Four new powersports trade shows were announced— three aiming at the ATV and/or off-road market and one at the V-twin segment. You can read the complete story elsewhere in this issue. Seems like a lot of shows.
Cannondale filed a Chapter 11 bankruptcy when it ran out of cash trying to develop a sport ATV and a hot off-road motorcycle. It’s now out of bankruptcy, minus the motorsports operation. That still could be purchased and resurrected by a new owner.
Corbin-Motors, the Hollister, Calif., maker of that cute little electric Sparrow vehicle, was another bankruptcy victim. But that story has yet to play out, and you’ll likely see more news about Sparrow and Tom and Mike before the year is out.
Big changes at Ducati. After moving its North American headquarters from New Jersey to California, switching to a new computer system, and completely overhauling its distribution system for bikes and also for accessories last year, the company fired its North American president and cleaned house on management row at international headquarters in Bologna, Italy, in January.
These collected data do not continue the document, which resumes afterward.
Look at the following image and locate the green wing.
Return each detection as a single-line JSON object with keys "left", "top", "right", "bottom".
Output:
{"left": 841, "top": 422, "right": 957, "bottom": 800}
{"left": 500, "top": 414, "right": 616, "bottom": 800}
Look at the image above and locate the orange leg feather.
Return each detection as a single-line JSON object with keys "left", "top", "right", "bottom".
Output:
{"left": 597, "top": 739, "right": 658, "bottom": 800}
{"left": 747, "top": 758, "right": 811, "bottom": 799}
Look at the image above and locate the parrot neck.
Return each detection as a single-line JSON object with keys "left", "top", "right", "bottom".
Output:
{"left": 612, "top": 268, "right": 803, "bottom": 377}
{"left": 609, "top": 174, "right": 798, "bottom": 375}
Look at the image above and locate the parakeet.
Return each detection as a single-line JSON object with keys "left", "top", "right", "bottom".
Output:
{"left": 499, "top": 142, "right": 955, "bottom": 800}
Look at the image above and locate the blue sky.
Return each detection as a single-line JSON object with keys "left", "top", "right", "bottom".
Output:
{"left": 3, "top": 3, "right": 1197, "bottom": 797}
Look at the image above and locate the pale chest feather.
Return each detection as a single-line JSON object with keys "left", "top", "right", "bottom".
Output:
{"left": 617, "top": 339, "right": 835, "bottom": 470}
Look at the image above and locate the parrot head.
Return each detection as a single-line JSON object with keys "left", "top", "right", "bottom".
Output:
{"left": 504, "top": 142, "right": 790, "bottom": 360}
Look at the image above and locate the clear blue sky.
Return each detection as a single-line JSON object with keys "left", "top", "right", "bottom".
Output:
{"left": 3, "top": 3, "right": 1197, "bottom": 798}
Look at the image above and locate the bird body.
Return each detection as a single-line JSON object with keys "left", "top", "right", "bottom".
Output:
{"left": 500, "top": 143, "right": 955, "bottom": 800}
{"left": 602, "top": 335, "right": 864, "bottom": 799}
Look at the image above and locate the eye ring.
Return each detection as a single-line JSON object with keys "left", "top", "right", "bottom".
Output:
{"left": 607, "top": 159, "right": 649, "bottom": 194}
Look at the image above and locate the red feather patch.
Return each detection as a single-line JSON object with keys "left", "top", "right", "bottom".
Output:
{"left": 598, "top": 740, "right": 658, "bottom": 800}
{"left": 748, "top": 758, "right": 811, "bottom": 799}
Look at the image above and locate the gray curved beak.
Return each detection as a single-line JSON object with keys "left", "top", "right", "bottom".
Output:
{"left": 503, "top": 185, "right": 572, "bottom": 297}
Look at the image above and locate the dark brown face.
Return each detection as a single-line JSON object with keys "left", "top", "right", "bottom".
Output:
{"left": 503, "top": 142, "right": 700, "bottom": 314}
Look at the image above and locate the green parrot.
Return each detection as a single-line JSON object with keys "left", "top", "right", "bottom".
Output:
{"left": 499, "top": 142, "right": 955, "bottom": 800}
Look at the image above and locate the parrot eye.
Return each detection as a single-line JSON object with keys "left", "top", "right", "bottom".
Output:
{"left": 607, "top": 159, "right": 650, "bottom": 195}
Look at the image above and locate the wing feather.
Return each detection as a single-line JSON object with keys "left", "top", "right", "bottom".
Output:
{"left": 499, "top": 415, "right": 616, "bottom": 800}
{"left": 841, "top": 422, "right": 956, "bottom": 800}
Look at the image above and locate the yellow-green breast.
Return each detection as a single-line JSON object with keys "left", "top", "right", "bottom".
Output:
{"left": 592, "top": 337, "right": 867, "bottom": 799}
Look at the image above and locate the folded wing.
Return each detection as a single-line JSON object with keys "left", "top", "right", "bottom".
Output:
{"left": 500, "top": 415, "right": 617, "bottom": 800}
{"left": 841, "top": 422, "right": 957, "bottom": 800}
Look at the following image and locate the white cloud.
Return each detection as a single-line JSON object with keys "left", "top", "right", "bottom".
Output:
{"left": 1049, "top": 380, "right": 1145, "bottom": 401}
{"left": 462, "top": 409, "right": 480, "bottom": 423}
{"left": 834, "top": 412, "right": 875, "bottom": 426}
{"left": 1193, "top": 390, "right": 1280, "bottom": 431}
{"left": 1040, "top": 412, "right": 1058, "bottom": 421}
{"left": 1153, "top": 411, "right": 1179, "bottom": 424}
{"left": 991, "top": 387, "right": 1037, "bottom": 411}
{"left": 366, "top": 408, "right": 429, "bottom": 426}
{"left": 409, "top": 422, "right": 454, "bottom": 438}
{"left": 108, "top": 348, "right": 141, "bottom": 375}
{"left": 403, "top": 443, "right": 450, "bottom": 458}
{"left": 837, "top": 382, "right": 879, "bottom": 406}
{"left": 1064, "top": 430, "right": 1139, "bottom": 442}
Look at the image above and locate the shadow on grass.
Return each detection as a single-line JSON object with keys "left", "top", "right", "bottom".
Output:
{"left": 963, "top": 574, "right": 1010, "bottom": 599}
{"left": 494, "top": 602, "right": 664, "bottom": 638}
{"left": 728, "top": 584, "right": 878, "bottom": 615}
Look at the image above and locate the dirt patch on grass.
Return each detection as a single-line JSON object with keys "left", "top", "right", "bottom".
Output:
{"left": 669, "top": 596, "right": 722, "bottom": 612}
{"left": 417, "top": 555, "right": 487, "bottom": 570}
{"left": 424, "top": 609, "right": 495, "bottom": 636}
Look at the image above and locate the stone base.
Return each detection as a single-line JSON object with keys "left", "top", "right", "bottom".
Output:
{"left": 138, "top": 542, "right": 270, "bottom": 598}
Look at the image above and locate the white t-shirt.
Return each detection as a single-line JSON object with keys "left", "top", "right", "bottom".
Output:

Not surprisingly, sales of new units were off sharply. New North American chief, Michael Lock, seems to be aggressively attacking the problems and working hard to restore dealer confidence.
Polaris Industries continued its impressive series of new product launches by entering the sportboat market. Tom Tiller, president and CEO, continues to set high standards at the Minnesota OEM.
A slump in unit sales in the ATV and snowmobile markets. Snowmobile sales for the 2002-2003 season were off 15% in the U.S., and carryover inventories in North America were up significantly. Another bad year for sled dealers.
Perhaps the biggest news came in April, when officials at Bombardier announced that the company would sell its Recreational Products Division so it could quickly raise cash. Executives said a sale could close as soon as July.
Subsequently, the company announced that it would not sell to a competitor because anti-trust considerations might delay the sale, and that it had received interest from more than two dozen companies.
Interestingly, when a Bombardier spokesman was asked by Powersports Business in January about a possible sale, he said: “We categorically deny that (sales) rumor. There’s no foundation to that rumor whatsoever.”
Here are some other noteworthy events in the first five months of 2003:
On the ATV side, sales were off 1.1% through April compared to the same four months last year. That’s a stunner for an industry that had become accustomed to double digit growth rates. The slide started last year. Meanwhile, motorcycle sales were flat through the first four months, with the important highway segment off about 3%.
More personnel changes. Ed Burke, an industry icon who was a leader in Yamaha’s motorcycle research and development efforts, retired in May, and Bill Rucker, co-founder and chief executive officer of American IronHorse, the Fort Worth, Texas, bike maker, left the company, also in May.
Other Things to watch
- A soft economy/war, fear of deflation (yes deflation) and sagging dollar will continue to put pressure on margins.
- Increased roll-ups of successful dealerships and the possible influx of new money from outside the industry.
- And, of course, the sale of Bombardier and the plan that’s put in place by its new owners.